どうやってバルブレアを助けるか。このバジリスクをどうするか。村には何があるのか。・・・・。
「お前の能力について確認しておきたい。石化はどうやって発動しているんだ?」
不意に振り返った秋に、バジリスクはビクッと身を震わせた。秋が余程、怖かったらしい。慌てて身振り手振りを入れながら説明をはじめる。
「こ、こうやって目を閉じて念じるんです。そうすると水が滴るような感覚があって・・・それで目を開けると鍾乳石が出来てるんです」
「しれで何が鍾乳石になったのかは聞かないがな。ところで目を閉じていたら相手がよく見えないだろう?」
「いえ、熱を感じるんです。だから見えないけどそこに居るのが分かるんです」
ピット器官・・・いわば自然の熱センサーか。あれってトカゲにはないんじゃなかったっけ。まあ、バジリスクは爬虫類の王とか言われているから、ヘビでもトカゲでも構わないんだろう。要は、石化には「念じる」「滴が落ちる」というプロセスがある訳だ。
「で、村は誰が治めているんだ?」
「教皇様がいらっしゃらない間、村をまとめているのは“オラド”の神官様です。それはご立派なリザードマンで、氷の御業をお使いになります」
「氷・・・具体的にはどんな技なんだ?」
「技というのでしょうか。いつも氷の輪に包まれ輝いておられます。お許しなく触れようものなら、たちまち凍り付いてしまうんです。お怒りになって、その輪を放射されたこともありました。ああ! 私達リザードマンは寒さに弱いので、それはとても恐ろしい光景でした」
「水滴も凍らせられるんだろうな…」
「え?」
「いや、色々と統治するのに相応しい能力だと思ってな。教皇とやらは色々と考えているんだと思ってな。で、そうした能力持ちがゴロゴロといる訳か」
「いえ適正があったのは8人です」
「お前や神官はその数に入っているのか?」
「ええと。神官様、2人の戦士様。後は私のような子供です」
「ふむ。大人のリザードマンは氷を使う神官と、鋼でも傷つかない者、姿を作れる者ということか。しかし子供の能力も侮れないな。お前を“譫妄”状態にする能力のことも気にかかる。さて数の上では50対1。しかも能力持ちが3人+αときている。普通なら避けたいところだが、その神官には色々聞きたいことがあるしな」
考えを一つ一つ口に出しながら秋はバジリスクを見ていた。この能力を利用すべきかどうか・・・。
自然と目つきが険しくなっていたのだろうか、秋の視線を受け、バジリスクがまた怯えていた。嗜虐心をくすぐる光景かも知れないが、秋には少女を痛ぶる趣味はない。
「・・・できればこのやっかいな石化能力も無力化してやりたいが。困ったものだ」
バジリスクはその呟きを耳にし、ふと胸が温まるような不思議な気持ちになっていた。
◇
スキャパとプルトニーが降り立った階層では、まるで洞穴のような空間が広がっていた。これまでのように整備された石畳ではなく、自然にできた地下洞といった印象だ。ところどころ壁が何やらヌメヌメとし、キラキラと光っている。
「まるでナメクジが這った跡のようじゃのう。それに何やら湿度が高くてむっとするわい」
「……レンバ達も死体も見当たらない」
スキャパは不満を漏らしながら周囲を見回した。あの騒がしいバルブレアがいれば、離れていても気付くに違いない。だが、あたりには戦闘の気配はおろか、モンスターの熱反応すら全く感じられない。
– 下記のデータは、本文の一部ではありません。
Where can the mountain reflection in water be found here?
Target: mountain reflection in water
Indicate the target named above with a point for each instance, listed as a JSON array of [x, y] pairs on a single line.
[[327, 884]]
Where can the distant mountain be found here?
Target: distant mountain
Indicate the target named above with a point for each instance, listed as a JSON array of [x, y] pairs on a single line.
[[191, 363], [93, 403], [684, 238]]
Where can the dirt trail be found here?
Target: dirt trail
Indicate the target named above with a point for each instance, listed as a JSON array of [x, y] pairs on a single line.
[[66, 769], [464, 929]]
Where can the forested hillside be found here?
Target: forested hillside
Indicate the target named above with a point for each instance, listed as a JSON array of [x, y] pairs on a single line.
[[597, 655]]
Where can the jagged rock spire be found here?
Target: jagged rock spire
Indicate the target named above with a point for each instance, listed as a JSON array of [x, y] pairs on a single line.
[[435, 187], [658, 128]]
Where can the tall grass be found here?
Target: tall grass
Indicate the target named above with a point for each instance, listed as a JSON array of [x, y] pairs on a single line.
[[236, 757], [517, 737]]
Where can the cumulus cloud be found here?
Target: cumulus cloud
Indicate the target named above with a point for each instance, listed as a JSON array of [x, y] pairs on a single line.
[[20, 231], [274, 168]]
「熱の視覚化か‥。人外の力を使っておるようじゃがバレても妾は知らんぞ」
「……気付く者がいたら生かしておかないから大丈夫」
「これで、好かれようとしておるのじゃから始末に負えんな」
プルトニーは“やれやれ”と声を両手を上げ、自分では魔力探知を発動する。魔力の波動を周囲に打ち込み反応を確認する技だ。
「おっと反応じゃ! これは・・・困ったもんじゃな」
プルトニーの視線の先から、幾つもの影が姿を現す。体温のない影、それは死呪士が生み出すゾンビであった。
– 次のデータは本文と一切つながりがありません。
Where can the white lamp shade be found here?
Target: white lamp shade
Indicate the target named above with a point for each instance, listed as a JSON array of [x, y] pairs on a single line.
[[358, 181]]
「ちっ、せっかく潜んでいたのにバレちまったか。魔族ってのはやっかいなもんだな」
「なんじゃ貴様は。その醜悪なゾンビに包まれておったのか。これは驚きじゃな」
「ん? 初めてみる顔だがなかなかの別嬪さんだな。まだ幼いとは言え、これはこれはアリだな。後ろのお姉ちゃんを追いかけてきたんだが、こいつは嬉しいねえ」
死呪士は隈取りだらけの顔を晒し、舌なめずりをする。本当に涎が出ているようだ。プルトニーの後ろでスキャパは心底嫌そうな顔をしていた。
「“同志”殿よ、こんなのと知り合いとは思わなかったぞ」
「……下品極まりない。
見るのも苦痛」
「まあ、同意するがな。じゃが油断はできんぞ。ゾンビ共はひい、ふう、みい・・・150体はおるようじゃ。しかも凶悪な大物もおる」
スキャパの声に合わせるかのように、大きな影がずいっと前に出た。プレートアーマーから瘴気を立ち昇らせるその凶々しい姿、それは勇者のものだった。
「死セル勇者・・・俺の切り札だ。さ~てムチムチの死霊使いよ。ここには俺のゾンビ軍団以外に死体はないぞ? 大人しく可愛がられるかい?」
「……下卑たに相応しい顔だ。
早くレンバの顔で口直しがしたい」
「やれやれ戦いは避けたかったが、これは“同志”殿に同意するしかないのう」
スキャパもプルトニーも魔力を解放し怒りに震える死呪士と対峙する。プルトニーは魔法を振るうだけだが、スキャパはそうはいかない。真の実力は死体があってこそだ。残念ながら死呪士が蘇らせた死体は使えない。
「……ちっ」
スキャパは深紅の瞳を燃え上がらせ、対抗策に思いを巡らせていた。